Graph-based Geospatial Prediction and Clustering for Situation Recognition
- Author(s): Tang, Mengfan
- Advisor(s): Jain, Ramesh
- et al.
Big data continues to grow and diversify at an increasing pace. To understand constantly evolving situations, data is collected from various location-based sensors as well as people using effective participatory sensing. Static sensors are placed at particular locations, monitoring and measuring important variables from the environment. Additionally, people contribute data in the form of mobile streams through participatory sensing. To process such disparate data for situation recognition, we need to address two major research challenges, namely data quality and data analysis.
This dissertation presents graph-based models as a general framework to combine diverse data sources for situation recognition. To improve spatial data quality, we propose a multimodal geospatial prediction model that integrates heterogeneous data into a unified space-time-value format, extracts multi-resolution spectral features, and predicts values at unobserved locations. We demonstrate the effectiveness of the proposed model using air pollution data. We then combine predicted air pollution data with pollen data to analyze the situation of asthma risk across California. The proposed model based on our predicted values provides greater accuracy in detecting high asthma risk areas compared to previous studies.
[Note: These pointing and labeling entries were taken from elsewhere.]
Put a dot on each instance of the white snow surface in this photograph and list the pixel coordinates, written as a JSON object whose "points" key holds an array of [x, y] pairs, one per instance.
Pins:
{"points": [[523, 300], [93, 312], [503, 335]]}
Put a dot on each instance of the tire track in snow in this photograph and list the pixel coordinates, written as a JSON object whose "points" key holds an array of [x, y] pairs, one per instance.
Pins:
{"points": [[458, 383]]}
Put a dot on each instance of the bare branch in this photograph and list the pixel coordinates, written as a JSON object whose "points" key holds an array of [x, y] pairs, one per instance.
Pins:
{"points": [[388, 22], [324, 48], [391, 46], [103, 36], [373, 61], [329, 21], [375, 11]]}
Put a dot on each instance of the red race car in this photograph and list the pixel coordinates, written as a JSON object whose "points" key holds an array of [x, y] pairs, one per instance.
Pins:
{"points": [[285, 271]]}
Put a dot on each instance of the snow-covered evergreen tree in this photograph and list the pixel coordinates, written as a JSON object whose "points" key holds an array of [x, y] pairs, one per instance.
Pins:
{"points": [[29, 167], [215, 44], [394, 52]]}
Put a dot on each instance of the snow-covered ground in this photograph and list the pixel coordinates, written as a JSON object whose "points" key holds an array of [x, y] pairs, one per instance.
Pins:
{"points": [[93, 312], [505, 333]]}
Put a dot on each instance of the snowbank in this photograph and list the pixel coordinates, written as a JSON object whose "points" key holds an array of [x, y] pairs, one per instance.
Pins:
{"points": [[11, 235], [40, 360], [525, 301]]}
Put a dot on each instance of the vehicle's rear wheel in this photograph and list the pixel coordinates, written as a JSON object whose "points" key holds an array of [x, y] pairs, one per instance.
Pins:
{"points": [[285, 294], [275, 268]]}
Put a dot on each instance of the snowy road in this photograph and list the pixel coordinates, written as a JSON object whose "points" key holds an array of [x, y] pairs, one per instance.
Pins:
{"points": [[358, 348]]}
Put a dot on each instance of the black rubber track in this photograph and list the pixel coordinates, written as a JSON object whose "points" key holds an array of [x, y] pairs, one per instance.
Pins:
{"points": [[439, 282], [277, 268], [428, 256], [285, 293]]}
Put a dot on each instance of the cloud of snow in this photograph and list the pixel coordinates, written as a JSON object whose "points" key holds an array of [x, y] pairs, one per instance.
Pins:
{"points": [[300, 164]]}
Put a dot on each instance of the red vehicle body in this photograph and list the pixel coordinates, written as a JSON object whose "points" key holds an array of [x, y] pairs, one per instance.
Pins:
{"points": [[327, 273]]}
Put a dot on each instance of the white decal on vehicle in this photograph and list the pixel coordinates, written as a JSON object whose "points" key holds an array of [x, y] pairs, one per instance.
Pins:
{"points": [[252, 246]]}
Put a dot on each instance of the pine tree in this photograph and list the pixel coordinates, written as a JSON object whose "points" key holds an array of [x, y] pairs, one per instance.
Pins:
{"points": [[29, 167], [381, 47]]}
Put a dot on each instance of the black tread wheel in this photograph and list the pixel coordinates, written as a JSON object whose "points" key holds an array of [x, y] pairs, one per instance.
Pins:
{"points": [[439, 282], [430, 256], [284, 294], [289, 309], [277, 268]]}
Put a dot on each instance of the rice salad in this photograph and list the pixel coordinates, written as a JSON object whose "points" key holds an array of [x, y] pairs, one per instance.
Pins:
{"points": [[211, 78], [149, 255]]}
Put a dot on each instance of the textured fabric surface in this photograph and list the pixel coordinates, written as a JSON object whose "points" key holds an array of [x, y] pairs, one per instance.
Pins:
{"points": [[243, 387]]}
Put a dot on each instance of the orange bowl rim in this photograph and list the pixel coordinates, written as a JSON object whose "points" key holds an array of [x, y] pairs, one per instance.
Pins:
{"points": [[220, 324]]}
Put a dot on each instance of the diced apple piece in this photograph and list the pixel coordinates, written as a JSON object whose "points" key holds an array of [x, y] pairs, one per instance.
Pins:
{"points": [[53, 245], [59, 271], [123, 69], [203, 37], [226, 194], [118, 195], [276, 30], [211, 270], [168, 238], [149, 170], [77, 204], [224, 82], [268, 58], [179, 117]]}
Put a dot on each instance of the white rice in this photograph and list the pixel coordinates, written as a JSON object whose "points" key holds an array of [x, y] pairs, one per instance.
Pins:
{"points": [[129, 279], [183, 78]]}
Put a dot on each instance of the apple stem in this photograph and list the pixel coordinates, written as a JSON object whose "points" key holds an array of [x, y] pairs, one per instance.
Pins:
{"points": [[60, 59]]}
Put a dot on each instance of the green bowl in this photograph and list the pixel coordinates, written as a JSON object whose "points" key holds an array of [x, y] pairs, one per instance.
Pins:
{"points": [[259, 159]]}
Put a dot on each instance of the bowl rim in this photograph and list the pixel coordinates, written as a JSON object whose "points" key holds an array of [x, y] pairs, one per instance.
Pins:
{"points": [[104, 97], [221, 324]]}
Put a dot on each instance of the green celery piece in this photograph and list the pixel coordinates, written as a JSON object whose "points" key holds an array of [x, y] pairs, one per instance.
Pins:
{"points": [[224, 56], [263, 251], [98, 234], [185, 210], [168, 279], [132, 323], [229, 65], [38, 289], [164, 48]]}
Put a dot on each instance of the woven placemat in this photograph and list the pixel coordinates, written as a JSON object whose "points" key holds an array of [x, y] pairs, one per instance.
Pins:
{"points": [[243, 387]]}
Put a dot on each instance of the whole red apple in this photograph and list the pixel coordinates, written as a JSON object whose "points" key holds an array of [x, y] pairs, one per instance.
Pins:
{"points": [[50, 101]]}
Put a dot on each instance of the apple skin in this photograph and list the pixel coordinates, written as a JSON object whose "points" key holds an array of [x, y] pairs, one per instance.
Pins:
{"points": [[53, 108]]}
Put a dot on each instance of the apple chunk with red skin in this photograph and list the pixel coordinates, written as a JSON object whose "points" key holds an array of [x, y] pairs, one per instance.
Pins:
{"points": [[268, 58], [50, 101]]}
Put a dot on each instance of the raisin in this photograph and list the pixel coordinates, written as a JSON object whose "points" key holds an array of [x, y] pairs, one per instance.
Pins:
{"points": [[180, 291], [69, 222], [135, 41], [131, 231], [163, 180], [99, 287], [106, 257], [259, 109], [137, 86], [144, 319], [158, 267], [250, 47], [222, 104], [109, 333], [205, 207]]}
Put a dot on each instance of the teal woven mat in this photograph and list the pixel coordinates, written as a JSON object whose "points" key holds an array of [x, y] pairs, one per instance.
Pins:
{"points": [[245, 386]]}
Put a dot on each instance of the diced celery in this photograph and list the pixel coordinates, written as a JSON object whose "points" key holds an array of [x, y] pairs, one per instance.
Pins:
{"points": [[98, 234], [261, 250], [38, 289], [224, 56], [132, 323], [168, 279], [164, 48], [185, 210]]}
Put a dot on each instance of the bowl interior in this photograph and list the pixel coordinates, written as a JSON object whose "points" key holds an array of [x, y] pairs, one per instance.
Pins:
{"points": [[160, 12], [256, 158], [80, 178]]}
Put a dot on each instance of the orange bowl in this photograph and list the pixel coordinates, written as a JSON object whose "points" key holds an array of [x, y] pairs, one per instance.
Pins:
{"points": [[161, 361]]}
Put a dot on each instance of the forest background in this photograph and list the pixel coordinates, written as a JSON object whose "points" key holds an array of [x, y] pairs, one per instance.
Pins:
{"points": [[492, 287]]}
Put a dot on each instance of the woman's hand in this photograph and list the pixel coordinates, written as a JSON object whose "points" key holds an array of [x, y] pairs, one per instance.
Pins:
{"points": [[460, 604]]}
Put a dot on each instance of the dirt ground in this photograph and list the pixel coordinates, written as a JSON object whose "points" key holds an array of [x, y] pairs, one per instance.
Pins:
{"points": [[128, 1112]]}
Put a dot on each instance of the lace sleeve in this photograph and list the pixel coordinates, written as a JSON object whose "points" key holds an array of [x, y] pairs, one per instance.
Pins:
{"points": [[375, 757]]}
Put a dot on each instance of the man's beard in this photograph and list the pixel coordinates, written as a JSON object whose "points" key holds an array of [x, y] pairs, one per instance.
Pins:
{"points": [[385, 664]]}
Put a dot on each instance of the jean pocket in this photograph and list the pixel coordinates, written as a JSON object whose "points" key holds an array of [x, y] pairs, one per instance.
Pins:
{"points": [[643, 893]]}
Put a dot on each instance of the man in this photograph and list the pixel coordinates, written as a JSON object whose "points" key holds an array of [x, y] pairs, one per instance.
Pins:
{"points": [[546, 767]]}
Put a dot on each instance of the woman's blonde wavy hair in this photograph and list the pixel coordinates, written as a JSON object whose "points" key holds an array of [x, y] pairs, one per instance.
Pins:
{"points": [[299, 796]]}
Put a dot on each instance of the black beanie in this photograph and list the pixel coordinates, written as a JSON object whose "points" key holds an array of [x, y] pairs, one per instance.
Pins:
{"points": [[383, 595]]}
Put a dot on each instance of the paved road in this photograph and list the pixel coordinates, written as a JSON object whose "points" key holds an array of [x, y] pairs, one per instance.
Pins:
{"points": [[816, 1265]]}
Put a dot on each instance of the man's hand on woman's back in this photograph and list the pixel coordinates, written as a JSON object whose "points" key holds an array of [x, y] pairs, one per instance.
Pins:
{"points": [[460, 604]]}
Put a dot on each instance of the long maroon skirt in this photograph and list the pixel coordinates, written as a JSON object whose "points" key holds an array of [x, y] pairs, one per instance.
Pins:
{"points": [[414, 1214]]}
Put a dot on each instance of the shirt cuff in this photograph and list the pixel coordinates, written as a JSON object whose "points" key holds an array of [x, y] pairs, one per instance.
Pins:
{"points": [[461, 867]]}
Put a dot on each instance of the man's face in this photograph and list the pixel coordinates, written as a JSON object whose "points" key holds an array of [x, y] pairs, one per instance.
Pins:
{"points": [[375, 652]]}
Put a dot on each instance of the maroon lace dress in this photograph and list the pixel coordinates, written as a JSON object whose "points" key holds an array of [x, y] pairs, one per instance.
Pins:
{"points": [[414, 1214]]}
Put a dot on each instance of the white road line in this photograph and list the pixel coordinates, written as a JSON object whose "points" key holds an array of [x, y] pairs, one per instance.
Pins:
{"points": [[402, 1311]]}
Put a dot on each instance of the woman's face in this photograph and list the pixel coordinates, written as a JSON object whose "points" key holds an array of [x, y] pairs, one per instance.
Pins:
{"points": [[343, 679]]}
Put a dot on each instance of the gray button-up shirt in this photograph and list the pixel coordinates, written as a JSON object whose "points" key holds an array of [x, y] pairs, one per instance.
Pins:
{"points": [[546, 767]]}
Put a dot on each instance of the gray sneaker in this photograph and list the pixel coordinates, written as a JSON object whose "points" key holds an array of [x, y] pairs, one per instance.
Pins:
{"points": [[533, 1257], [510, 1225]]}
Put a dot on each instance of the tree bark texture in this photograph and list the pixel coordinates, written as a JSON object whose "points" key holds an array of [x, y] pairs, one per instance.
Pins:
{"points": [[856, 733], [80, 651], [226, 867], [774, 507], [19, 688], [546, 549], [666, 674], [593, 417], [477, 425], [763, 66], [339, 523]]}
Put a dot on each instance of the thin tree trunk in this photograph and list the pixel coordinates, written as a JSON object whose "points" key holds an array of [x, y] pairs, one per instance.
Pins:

Given the wide use of mobile technology, humans also act as sensors and increasingly contribute photos as mobile data streams. We investigate the use of visual concepts for situation recognition and develop new models to tackle the technical challenges of noisy data and processing real-time data, which are problems in existing approaches. First, we propose a graph-regularized linear regression PCA to address photo clustering in a real-time setting. Second, to overcome the noisy data that degrades graph quality, leading to poor recognition results, we incorporate a capped norm into a graph embedding method to remove the adverse effects of outliers. Our models not only outperform existing approaches in overcoming the problems of noisy data and real-time data processing, but also allow us to utilize a new cluster of data through a soft label method. Finally, we apply the proposed approaches to Yahoo Flicker 100 Million photos for detecting evolving situations.